Sunday, February 23, 2014
We live in ridiculously convenient times... That's the first sentence of a Wall Street Journal piece by Dave Barry (actually an excerpt from his latest book). Go read, but please put down your hot morning beverage first...
Pater: We were manly men before we were ten... Another post from my brother Scott, with a story about our dad:
We were manly men before we were ten.
At the tender age of six our father strapped a huge army issue back-pack jammed full of heavy camping gear onto my short little self. It felt like it weighed a ton. Was wondering if maybe my brother had a lot less weight in his backpack although it looked sort of about the same bulky size. We had a long way to walk before we could park this tortuous load which seemed like cruel and unusual punishment. At the same time though it made me feel more grown up.
Our destination for the day was Chimney Pond. The backpack frame would scrape on the ground every once in a while and I found myself leaning forward more than usual to prevent this from ruining the thing. Seemed like we almost had to run with all that weight (50-60 pounds?) to keep up with Dad's long strides. Every once in a while Dad let us stop to drink some water and have a small snack – like a few handfuls of gorp or maybe some pemmican. What a relief it was to take off the backpack for a few minutes. For a teasing brief moment in time it felt like I weighed as much as a feather.
My way of thinking was to sneak as much weight in water and food as possible into my gut so that the backpack would weigh less. Dad taught us some survival skills along the way and spoke to us about the critters that lived around there. He also joked around some. It seemed like it took forever to get to where we were going but it probably wasn't that many miles. No kid on earth knows what a perfect night of sleep feels like unless they have endured that much slavery and then experience breathing that cool clean mountain air while in la la land tucked in a warm sleeping bag.

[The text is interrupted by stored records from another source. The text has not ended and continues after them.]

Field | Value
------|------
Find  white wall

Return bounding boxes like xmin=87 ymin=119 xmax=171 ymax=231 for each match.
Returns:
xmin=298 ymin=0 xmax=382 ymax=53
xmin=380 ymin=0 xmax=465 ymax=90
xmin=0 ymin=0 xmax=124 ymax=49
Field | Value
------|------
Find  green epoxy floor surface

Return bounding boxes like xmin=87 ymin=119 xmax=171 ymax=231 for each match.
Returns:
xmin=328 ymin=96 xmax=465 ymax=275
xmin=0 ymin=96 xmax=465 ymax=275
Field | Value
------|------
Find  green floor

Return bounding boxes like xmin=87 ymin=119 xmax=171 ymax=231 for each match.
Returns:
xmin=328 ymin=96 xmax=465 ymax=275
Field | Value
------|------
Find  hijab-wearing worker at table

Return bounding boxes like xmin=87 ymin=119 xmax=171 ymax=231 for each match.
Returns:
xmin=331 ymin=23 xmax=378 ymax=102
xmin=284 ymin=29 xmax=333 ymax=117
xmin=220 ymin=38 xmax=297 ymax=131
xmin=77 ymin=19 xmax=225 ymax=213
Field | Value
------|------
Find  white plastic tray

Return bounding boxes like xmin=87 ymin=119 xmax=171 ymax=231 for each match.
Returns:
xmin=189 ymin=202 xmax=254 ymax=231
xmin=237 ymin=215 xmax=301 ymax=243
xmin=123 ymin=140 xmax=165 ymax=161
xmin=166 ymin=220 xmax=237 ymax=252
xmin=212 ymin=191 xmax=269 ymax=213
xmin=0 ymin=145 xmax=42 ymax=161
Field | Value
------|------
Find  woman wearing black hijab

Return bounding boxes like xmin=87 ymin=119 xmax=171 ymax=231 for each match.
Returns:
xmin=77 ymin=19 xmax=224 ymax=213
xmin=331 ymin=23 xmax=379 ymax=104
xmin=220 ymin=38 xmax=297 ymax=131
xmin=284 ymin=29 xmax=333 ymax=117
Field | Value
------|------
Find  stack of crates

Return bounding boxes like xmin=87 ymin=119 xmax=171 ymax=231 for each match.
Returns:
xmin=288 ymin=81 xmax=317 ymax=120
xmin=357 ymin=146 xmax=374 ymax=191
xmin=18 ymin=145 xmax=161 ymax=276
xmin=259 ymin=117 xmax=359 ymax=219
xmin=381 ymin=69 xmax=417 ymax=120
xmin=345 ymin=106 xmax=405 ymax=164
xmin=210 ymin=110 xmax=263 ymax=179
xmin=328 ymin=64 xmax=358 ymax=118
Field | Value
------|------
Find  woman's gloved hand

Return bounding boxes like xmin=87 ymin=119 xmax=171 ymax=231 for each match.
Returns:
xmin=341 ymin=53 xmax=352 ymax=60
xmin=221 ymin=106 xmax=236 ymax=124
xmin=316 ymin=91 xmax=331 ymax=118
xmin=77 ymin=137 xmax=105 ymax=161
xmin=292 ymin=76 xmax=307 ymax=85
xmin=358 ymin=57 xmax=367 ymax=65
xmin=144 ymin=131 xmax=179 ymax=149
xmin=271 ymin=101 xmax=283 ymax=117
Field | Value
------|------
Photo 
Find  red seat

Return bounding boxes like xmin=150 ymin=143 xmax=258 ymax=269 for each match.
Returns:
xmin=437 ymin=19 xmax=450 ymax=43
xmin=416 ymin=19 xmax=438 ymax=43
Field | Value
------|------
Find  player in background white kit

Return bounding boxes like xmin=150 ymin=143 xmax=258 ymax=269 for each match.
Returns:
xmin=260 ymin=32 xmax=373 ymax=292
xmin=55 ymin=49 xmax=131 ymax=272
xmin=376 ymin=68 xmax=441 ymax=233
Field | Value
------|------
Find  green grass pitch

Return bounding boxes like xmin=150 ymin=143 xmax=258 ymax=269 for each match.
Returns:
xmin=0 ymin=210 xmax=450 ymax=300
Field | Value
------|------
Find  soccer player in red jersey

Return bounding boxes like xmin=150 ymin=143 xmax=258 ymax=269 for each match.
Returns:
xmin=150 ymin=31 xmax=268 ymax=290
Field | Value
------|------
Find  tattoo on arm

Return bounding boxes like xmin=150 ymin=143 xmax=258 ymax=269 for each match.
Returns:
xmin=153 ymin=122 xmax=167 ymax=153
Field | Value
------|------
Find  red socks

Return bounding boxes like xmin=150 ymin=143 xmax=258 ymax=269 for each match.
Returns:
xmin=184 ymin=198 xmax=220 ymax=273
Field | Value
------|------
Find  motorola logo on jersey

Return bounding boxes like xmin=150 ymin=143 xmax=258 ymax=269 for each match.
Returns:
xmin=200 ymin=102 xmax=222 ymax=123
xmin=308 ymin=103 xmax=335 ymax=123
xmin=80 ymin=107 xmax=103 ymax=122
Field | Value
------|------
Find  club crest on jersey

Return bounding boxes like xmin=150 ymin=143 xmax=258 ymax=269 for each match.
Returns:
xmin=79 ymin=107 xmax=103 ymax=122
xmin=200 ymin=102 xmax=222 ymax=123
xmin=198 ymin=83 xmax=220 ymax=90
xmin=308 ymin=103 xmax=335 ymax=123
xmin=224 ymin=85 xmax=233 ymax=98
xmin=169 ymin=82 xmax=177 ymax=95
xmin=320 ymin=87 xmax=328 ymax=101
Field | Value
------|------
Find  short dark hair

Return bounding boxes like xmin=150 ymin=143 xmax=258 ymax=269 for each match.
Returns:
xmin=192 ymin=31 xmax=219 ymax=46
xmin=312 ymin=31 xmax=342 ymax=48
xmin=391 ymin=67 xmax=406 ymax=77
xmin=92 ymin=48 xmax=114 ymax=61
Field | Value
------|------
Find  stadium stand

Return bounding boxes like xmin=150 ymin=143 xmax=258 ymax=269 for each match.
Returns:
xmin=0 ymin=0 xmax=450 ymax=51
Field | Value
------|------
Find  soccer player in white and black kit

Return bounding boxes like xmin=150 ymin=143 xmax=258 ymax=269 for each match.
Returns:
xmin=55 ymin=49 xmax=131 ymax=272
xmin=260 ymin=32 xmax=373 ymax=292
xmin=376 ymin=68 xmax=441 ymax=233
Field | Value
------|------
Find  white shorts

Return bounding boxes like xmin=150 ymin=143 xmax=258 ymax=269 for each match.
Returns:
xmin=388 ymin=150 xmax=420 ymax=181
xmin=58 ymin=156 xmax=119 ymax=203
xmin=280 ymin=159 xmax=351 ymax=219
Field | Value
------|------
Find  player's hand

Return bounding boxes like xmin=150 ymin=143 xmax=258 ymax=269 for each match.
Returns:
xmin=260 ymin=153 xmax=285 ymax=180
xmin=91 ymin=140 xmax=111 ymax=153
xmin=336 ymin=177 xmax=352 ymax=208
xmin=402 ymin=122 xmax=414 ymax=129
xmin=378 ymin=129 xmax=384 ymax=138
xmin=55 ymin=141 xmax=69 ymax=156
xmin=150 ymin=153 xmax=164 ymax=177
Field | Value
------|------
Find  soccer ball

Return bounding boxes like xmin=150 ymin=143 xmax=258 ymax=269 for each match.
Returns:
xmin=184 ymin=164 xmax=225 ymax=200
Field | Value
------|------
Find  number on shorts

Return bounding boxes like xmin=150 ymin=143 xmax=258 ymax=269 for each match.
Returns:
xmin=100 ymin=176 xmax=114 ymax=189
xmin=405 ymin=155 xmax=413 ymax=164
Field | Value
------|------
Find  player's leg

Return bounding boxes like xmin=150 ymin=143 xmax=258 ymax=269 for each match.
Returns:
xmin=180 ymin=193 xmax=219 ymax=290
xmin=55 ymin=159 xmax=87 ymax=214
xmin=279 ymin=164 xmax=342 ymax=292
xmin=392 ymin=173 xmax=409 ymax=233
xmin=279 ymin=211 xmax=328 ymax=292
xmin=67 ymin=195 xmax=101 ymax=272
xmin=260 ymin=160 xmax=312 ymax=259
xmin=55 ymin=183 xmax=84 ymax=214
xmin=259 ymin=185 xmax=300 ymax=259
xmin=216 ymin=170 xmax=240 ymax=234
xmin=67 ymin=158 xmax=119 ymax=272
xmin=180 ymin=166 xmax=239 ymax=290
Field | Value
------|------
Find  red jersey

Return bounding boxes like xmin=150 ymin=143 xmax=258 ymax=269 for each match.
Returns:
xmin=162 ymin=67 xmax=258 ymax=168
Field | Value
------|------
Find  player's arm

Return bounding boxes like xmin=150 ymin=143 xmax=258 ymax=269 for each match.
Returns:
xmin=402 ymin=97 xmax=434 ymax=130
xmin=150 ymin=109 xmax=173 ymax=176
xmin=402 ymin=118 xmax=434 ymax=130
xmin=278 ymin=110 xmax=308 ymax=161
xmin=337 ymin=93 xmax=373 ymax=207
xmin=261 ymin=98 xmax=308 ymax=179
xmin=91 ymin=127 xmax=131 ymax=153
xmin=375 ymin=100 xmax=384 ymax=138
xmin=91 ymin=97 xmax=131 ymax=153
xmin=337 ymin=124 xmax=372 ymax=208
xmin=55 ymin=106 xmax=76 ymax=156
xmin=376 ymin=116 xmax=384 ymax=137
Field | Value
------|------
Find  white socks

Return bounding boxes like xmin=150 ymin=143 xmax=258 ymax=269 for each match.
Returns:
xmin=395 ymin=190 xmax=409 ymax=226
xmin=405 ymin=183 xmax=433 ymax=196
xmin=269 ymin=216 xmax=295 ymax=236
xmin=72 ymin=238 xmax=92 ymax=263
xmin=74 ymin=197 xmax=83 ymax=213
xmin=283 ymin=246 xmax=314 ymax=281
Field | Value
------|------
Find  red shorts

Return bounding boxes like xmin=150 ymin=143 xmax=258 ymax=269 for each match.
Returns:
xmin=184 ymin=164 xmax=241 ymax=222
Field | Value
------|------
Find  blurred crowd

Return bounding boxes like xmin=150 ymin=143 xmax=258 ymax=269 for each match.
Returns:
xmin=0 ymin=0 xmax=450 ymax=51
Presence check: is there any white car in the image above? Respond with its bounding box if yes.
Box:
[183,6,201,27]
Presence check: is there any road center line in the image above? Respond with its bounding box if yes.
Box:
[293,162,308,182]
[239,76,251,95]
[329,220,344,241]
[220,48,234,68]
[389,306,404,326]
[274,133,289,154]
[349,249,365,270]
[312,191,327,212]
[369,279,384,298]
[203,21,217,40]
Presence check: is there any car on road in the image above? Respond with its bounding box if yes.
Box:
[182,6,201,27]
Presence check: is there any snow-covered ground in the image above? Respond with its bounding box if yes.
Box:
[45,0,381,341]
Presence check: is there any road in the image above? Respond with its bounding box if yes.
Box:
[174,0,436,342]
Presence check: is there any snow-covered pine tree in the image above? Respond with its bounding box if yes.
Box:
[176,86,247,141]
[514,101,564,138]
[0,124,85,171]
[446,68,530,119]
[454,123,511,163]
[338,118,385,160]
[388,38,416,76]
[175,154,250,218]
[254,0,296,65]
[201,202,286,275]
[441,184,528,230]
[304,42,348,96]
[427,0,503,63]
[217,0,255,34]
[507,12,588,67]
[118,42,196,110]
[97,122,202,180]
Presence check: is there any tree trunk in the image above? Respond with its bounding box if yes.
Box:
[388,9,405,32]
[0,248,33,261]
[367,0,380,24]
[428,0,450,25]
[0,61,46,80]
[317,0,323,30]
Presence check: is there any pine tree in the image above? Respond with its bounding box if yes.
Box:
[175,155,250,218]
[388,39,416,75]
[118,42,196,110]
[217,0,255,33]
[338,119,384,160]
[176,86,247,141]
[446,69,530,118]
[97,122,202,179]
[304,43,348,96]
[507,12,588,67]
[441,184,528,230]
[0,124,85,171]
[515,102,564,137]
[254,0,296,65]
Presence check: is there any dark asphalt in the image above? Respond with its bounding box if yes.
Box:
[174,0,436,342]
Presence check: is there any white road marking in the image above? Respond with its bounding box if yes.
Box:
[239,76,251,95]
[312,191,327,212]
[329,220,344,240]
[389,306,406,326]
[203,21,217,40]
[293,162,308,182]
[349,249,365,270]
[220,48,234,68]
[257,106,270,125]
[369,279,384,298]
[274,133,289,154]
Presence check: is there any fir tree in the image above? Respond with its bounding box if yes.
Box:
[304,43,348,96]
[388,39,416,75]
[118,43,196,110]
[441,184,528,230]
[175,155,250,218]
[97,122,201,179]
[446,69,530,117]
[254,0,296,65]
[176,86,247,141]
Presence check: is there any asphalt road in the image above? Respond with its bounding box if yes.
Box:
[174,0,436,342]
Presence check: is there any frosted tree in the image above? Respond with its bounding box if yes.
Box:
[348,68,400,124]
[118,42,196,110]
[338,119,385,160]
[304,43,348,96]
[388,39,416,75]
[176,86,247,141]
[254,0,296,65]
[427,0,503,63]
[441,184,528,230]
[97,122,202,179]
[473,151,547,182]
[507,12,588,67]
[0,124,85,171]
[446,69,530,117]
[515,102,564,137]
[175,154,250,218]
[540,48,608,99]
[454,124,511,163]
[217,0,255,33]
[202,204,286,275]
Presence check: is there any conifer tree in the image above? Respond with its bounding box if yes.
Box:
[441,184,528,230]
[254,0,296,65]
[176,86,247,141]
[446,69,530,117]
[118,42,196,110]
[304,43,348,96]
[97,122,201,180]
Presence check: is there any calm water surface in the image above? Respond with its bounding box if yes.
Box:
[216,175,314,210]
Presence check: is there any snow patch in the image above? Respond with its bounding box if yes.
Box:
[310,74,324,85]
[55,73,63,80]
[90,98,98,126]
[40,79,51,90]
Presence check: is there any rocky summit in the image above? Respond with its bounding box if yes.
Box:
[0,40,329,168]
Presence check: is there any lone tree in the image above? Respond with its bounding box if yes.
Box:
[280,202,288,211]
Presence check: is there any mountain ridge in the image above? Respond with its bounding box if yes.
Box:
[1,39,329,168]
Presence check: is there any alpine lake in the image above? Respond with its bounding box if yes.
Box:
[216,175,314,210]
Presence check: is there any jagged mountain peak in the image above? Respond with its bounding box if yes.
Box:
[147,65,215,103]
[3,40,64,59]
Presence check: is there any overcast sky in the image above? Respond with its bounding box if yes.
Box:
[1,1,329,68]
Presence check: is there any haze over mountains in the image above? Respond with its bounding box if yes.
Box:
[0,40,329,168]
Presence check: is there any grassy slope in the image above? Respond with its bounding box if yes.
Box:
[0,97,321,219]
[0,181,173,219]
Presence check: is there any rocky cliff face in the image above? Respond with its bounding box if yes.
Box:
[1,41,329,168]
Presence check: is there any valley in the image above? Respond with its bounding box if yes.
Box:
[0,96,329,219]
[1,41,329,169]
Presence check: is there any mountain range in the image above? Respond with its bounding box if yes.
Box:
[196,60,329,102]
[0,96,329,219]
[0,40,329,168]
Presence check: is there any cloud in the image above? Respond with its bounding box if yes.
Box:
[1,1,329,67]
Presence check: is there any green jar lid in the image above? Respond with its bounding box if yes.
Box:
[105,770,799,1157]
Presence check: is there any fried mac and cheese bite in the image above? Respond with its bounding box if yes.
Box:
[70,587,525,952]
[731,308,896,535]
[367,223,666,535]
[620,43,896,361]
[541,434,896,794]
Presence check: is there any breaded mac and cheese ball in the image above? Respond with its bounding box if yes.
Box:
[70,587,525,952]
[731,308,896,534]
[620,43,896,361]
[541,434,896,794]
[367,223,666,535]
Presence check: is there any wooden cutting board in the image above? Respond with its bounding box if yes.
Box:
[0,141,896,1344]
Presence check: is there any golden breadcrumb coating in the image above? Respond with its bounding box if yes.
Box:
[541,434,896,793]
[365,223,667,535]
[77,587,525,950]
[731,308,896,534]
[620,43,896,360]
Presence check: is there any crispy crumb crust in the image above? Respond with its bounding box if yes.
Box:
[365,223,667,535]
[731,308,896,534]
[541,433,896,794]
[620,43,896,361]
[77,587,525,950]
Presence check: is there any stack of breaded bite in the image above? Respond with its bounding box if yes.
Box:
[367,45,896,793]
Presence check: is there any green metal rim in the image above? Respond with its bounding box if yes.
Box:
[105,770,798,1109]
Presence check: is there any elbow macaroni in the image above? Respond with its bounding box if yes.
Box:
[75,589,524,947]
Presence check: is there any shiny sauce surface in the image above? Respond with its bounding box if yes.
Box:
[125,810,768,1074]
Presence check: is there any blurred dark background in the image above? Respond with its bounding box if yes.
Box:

Early next morning we were back on a trail heading for the top of Mt. Katahdin. There was a slight difference. The backpacks weighed much less than the day before. After scrambling over humungous boulders and hiking quickly up steep slopes we did make it to the top. A brass marker on a cairn let us all know that we were a mile high. Off to the south (?) maybe about 100 feet away from the cairn was a cliff that Dad wanted us to sit on top of. We did as we were told. Problem was our backpacks were now just about empty and they felt like sails on our backs with a 60 m.p.h. wind blowing hard at us. Thought for sure I was going to sail right off the top of that cliff. He instructed us to pick up rocks, throw them over the side and listen carefully for the sound of these rocks hitting bottom. “Shout when you hear them hit. I'm going to time you so I can calculate how far down it is to the bottom of that cliff.” We all decided that this was one heck of a tall cliff because it took a while before we heard those rocks hit anything.
The next cliff experience was phenomenal. The knife edge. A scary long cliff on each side of you as you ran leaping over gaps in this narrow pathway. At times it was not all that narrow, but when it was narrow it gave you thrills and chills – that's for sure.
After another heavenly night of sleep there was a treat in store for us who knew not what was next. A cool and refreshing swim for 5 minutes and not a second less. Actually this was cooler than your average cool refreshing swim. 35 degrees Fahrenheit I believe was the recorded temperature. We had no choice in the matter. We were not allowed to leave the water until the 5 minutes were up. We asked several times if the 5 minutes were up and of course they weren't. That was the longest 5 minutes I'll ever experience. When back at camp ( Long Pond, Lincoln Center, Maine ) my lips were bright blue and purple and I was still shivering from that swim. Caught a pneumonia or something about as bad and Mother Dear was pretty pissed off at Dad for almost killing me which was carrying it a little too far.